Evidence for the chromosome 7 QTL was strengthened substantially by the inclusion of metabolic covariates, suggesting that the locus exerts a direct effect on the enzyme rather than an indirect effect mediated through lipoprotein metabolism. Furthermore, inclusion of two PON1 protein polymorphisms dampened, but did not eliminate, the chromosome 7 QTL (models 3, Table 3), suggesting that the additional genetic variation at this locus harboring the paraoxonase multigene family may also influence PON1 activity. Several PON1 promoter polymorphisms have been reported to affect PON1 activity and these—and potentially other—polymorphisms may well account for this residual QTL. Future work will focus on identifying these additional polymorphisms and quantifying their effects on PON1 activity.

In addition to the expected effects of genetic variation at (or near) PON1, we also have detected significant effects of QTLs elsewhere in the genome.
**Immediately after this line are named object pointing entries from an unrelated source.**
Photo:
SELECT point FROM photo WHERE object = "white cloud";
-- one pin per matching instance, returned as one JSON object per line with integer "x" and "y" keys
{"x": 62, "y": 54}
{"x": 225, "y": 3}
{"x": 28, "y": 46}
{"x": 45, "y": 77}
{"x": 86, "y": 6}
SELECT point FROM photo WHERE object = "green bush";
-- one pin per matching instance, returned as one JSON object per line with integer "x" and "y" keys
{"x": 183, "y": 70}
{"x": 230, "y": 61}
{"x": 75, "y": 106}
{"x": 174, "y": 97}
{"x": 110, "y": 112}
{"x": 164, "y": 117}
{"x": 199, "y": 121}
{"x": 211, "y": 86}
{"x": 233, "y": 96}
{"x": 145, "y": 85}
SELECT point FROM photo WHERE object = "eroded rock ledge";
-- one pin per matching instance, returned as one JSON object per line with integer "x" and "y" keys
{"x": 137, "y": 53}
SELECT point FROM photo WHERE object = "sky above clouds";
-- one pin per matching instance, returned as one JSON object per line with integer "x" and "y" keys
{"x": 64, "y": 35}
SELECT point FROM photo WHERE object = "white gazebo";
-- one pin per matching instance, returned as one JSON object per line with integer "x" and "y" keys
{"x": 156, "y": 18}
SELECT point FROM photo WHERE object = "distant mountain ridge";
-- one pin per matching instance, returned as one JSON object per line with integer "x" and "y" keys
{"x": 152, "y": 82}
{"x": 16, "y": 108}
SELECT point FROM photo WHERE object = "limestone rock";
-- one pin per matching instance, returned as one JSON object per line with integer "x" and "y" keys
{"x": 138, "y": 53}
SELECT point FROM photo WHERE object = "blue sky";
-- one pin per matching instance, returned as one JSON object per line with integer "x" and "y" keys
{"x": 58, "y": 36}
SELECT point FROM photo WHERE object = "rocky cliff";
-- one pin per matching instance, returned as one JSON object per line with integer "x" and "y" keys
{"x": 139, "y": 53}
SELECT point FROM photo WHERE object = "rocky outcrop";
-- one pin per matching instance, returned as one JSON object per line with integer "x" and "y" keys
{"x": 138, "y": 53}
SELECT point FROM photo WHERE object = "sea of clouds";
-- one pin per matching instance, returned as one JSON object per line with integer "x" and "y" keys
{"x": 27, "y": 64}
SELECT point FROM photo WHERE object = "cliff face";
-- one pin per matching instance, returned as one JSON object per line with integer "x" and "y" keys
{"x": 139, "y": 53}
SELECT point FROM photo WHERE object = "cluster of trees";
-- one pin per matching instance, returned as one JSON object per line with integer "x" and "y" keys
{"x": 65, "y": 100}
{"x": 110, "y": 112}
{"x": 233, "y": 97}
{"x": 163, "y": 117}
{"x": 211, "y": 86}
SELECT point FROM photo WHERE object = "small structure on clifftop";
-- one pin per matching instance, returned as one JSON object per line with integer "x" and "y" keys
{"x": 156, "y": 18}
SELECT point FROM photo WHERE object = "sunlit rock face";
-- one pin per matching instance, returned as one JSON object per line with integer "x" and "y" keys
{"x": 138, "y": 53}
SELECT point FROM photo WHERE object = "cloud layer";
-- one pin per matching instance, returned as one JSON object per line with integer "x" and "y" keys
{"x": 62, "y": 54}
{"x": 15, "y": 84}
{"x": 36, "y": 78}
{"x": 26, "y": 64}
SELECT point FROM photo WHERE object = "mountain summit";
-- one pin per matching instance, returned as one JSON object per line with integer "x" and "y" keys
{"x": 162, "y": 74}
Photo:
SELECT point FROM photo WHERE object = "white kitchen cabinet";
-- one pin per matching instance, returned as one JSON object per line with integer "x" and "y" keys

In terms of proportion of total phenotypic variances, these other genes exert at most the modest effects on PON1 activity, but they are, in several cases, significant at the genome-wide level. In various models, significant QTLs on chromosomes 3 and 14 were detected (Table 3). Although we do not know the specific genes that might be responsible for these QTLs, this observation does illustrate the value of quantifying PON1 activity with multiple substrates, as one QTL was detected only with the substrate dihydrocoumarin (PON1-lact), whereas the other was detected with the substrate paraoxon (PON1-para) but not dihydrocoumarin. Of course, this sort of result could stem from the effects of various errors in the data preventing (or facilitating) the detection of marginally significant QTLs. Alternately, this result could reflect true interindividual variation in metabolic control of PON1 by these genes. An example of this might be a gene that, directly or indirectly, influences the partitioning of PON1 between HDL-associated and HDL-nonassociated states, as this characteristic significantly affects PON1 activity for some, but not all, substrates (Gaidukov and Tawfik, 2007).
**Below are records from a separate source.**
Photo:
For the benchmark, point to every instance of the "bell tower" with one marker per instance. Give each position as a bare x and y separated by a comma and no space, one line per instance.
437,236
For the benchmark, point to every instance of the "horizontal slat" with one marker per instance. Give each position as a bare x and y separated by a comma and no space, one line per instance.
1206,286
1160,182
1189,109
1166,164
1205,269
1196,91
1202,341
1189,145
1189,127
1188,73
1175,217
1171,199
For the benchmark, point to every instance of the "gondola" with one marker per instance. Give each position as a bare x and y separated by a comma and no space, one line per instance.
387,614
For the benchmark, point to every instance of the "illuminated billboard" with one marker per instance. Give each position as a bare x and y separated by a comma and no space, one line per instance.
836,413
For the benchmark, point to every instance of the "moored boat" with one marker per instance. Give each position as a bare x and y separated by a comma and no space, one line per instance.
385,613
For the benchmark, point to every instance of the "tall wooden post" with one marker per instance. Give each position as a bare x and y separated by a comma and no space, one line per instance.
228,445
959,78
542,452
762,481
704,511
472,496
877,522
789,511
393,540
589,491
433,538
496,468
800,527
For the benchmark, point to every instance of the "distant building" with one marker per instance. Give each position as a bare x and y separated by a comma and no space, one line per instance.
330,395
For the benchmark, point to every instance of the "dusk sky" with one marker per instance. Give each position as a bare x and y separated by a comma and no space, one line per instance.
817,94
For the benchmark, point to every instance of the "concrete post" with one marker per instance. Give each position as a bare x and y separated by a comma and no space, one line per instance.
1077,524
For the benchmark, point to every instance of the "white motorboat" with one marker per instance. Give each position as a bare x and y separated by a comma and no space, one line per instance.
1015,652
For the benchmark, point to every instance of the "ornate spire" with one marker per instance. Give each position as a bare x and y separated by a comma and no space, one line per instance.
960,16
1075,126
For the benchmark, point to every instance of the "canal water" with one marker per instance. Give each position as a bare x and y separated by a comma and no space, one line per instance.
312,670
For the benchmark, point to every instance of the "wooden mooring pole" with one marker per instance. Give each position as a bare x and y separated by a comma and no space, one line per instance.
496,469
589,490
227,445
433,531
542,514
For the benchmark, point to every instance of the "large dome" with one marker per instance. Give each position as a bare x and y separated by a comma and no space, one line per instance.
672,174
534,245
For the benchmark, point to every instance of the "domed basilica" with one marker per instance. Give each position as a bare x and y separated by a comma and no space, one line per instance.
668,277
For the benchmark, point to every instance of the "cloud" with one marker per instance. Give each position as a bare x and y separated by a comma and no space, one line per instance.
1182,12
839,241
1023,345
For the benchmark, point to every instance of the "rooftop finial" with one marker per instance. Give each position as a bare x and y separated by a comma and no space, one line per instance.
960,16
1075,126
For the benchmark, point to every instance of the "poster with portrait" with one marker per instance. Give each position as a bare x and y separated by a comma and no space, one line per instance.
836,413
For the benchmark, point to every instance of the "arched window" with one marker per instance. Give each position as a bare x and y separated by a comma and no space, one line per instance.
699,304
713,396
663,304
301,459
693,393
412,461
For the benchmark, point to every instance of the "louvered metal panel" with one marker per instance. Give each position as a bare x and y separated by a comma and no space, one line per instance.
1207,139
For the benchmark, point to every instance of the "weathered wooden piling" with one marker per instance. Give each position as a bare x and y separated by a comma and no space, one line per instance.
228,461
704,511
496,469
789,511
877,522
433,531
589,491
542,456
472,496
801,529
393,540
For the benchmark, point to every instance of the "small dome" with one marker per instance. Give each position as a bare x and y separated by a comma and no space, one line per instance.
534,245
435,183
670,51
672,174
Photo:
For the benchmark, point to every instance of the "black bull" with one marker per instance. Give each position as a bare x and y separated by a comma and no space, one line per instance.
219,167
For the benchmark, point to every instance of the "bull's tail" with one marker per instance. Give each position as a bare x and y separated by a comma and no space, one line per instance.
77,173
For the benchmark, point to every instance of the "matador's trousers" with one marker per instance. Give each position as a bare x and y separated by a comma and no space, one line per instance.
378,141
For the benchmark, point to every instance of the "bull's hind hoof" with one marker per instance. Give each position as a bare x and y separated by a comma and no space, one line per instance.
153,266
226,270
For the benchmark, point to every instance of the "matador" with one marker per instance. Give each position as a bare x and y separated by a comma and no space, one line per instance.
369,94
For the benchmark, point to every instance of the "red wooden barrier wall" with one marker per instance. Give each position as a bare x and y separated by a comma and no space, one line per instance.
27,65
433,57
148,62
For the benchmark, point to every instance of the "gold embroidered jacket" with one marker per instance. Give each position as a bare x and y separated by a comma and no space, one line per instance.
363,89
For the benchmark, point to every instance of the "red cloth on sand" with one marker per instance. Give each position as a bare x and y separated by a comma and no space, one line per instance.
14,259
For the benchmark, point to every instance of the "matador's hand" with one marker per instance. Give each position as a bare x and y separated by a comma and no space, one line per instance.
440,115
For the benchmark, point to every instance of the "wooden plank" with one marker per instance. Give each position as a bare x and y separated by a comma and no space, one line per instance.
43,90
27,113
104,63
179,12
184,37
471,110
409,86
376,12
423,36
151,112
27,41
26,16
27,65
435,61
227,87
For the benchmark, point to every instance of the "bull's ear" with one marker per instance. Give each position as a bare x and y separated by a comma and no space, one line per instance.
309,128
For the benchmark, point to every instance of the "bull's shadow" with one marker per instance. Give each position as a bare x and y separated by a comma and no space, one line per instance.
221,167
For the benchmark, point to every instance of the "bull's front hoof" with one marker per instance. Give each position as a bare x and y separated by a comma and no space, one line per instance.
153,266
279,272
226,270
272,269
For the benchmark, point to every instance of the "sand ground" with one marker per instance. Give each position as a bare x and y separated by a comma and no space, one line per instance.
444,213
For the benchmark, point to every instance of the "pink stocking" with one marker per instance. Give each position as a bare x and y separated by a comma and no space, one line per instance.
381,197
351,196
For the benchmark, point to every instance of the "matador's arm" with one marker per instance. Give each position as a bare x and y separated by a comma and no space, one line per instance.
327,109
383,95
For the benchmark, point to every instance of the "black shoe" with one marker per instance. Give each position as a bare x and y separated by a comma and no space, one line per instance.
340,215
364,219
In an earlier study of PON1-para alone, we detected an additional secondary QTL, located on chromosome 12p13.2–12.3 (Winnier et al., 2006), which was not observed in this study. We are not certain of the reason for this difference, but presume it to stem from differences in the precise set of individuals included, and the sets of covariates employed, in the two studies. However, the two studies do agree that a number of genes, other than the structural locus for PON1 on chromosome 7, exert important and significant effects on PON1 activity. Given the extensive adjustments for elements of lipoprotein metabolism in this study, it seems likely that the secondary genes on chromosomes 3 and 14 do not influence PON1 indirectly through the effects on lipoprotein metabolism.
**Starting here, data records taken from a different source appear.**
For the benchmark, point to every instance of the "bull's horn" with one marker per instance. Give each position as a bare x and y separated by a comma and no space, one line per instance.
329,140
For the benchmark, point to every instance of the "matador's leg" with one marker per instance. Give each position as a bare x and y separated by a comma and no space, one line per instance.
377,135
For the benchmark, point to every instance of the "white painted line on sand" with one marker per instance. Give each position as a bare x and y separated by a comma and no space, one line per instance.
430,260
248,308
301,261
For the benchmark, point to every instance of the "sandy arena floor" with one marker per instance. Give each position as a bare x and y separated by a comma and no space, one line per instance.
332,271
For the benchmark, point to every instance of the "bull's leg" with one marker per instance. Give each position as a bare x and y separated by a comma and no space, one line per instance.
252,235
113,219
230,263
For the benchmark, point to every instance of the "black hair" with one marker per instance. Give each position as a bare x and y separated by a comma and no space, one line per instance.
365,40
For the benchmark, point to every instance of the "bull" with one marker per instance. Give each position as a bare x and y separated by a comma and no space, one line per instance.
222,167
There are several conclusions that may be drawn from this study in which we have accounted for >88% of the total phenotypic variance. First, there are substantial environmental effects on PON1 variation, and a major environmental determinant is lipoprotein metabolism. Second, the proportional effects of various PON1 determinants differs by substrate, and this implies that knowledge of a single aspect of PON1 phenotype may not give a complete picture of the role PON1 may play in metabolism and susceptibility to organophosphate poisoning or cardiovascular disease. Finally, PON1 primarily is controlled by variation at the structural gene, but also by variation at several other unidentified genes.